Pria bertopeng itu turun dari panggung, berjalan dengan santai melintasi alun-alun yang riuh oleh huru-hara pertempuran.
Seorang penduduk desa melemparkan garu ke arahnya. Tanpa menoleh, dia mengangkat tangan kiri dan menangkap alat penggaruk tanah yang berputar-putar udara. Sambil tetap melangkah, melemparkan benda itu kembali kepada pemiliknya. Malang, penduduk desa itu gagal menangkap garu tersebut. Walhasil dia terjengkang dengan garu mencuat dari tenggorokannya.
Pria bertopeng itu berdiri sejauh lima tombak dari Keti, mengamati gerakan gadis itu.
"Tidak terlalu jelek, tetapi tambahkan lebih banyak tenaga di lenganmu," katanya. "Ayunkan pinggangmu bersama gerakan kaki. Lutut ditekuk bersamaan dengan tusukan pedang. Ya, itu lebih baik, jauh lebih mengesankan,"dia memuji Keti.
Keti mengangkat alisnya bingung dan kesal, karena dia menyadari saran Pria Bertopeng itu benar berguna dia mengikuti kata-katanya itu.
Keti mengacungkan pedangnya ke arah pria misterius dan menantang. "Sekarang giliranmu!"

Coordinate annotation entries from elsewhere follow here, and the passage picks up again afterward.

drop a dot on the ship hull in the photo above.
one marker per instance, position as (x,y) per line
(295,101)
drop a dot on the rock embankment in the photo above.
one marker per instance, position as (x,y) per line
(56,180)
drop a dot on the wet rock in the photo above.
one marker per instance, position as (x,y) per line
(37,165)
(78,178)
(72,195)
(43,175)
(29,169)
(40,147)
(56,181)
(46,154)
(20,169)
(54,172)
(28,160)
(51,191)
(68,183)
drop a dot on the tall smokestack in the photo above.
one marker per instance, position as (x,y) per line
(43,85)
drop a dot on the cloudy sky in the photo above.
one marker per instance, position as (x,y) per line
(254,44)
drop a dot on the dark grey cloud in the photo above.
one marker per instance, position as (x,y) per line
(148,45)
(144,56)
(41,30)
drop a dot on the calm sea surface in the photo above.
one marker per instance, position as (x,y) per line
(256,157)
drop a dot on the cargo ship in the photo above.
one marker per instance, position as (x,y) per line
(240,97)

"Kamu akan kalah, Nak. Aku bukan tandinganmu," kata pria bertopeng itu dengan tenang.
"Kita lihat saja nanti", teriak Keti sambil maju menerjang.
Keti melakukan gerakan menusuk dan dengan cepat mengganti gerakannya dengan menyabet ke pinggang saat pria bertopeng itu menghindar, tetapi gagal mengenai sasarannya karena pria itu mengelak dengan anggun menjauh selangkah bergeser ke kanan dan mundur dengan tangan masih berada di belakang punggungnya.